Feminine Reservoirs – Reservorios Femeninos represents the culmination of this exploration: a collaborative ceramic project inspired by Guevara’s memories of jet-black barro pots from her grandmother’s kitchen, traditionally used for making broth or frijoles. This series reclaims the vessel as a symbol of resilience and identity while interrogating its intersections with femininity, misogynistic interpretations of the female body, and colonial histories. For Guevara, these narratives are as porous and prone to cracking as the ceramic itself.
In Whistling Vessels – Vasijas Silbadoras, Guevara pays homage to the pre-Hispanic peoples of the Andes, who created ceramic instruments that facilitated communication with ancestors, other species, and the natural world. These pieces, built as hollow, water-filled vessels, release soft, chiming sounds when rocked or blown into. This work serves as both ritual and tribute, deepening her connection to ancestral legacies and honoring the spiritual resonance of Indigenous traditions.

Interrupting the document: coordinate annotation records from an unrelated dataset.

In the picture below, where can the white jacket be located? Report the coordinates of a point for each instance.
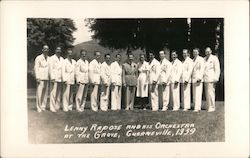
(165, 71)
(198, 70)
(82, 71)
(41, 67)
(55, 68)
(187, 69)
(68, 71)
(176, 71)
(94, 72)
(212, 69)
(105, 74)
(154, 71)
(116, 75)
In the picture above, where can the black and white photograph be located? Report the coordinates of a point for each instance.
(138, 79)
(133, 80)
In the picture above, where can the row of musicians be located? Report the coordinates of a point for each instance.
(145, 79)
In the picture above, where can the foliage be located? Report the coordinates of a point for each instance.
(52, 32)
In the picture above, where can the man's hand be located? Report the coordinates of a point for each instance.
(164, 83)
(154, 82)
(214, 85)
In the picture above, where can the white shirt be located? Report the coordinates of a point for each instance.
(176, 71)
(68, 71)
(55, 68)
(187, 69)
(105, 74)
(116, 75)
(154, 71)
(165, 71)
(198, 70)
(41, 67)
(212, 69)
(82, 71)
(94, 72)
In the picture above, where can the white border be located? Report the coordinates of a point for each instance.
(14, 71)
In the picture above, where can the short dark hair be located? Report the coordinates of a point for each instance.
(198, 49)
(117, 55)
(96, 52)
(173, 51)
(186, 49)
(69, 49)
(107, 54)
(142, 55)
(130, 54)
(83, 50)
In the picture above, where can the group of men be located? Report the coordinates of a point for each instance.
(156, 81)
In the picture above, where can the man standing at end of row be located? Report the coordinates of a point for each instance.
(197, 79)
(175, 80)
(41, 69)
(186, 80)
(94, 80)
(211, 76)
(164, 80)
(55, 72)
(82, 78)
(154, 72)
(116, 81)
(105, 83)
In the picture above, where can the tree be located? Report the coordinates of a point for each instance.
(148, 34)
(52, 32)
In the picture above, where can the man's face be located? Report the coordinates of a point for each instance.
(174, 55)
(130, 58)
(185, 53)
(45, 49)
(162, 55)
(118, 58)
(195, 52)
(83, 55)
(98, 55)
(208, 51)
(142, 58)
(69, 53)
(58, 51)
(151, 56)
(107, 58)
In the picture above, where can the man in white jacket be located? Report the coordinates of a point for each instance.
(129, 75)
(176, 72)
(197, 79)
(105, 81)
(164, 80)
(55, 71)
(68, 75)
(187, 70)
(41, 69)
(94, 80)
(82, 79)
(116, 81)
(154, 72)
(211, 76)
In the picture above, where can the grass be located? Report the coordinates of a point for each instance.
(48, 127)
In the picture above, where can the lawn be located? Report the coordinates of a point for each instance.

Meditative Spaces - Invisible Cities – Ciudades Invisibles extends Guevara’s practice into the realm of interactive architectural objects. These terracotta pieces evoke “architecture without architects,” functioning as reservoirs of time, memory, and space. They invite visitors to sit, rest, and reconnect with inner landscapes, echoing the cyclical motion of the moon and embodying themes of permanence and impermanence.
Guevara’s practice intertwines themes of time, ritual, and decolonisation, breaking the functional and spatial boundaries of ceramics to reconnect with cultural and personal narratives. Her work explores the parallels between the migrant diaspora, Indigenous experiences, and global ceramic traditions, creating spaces for reflection, encounter, and transformation through clay.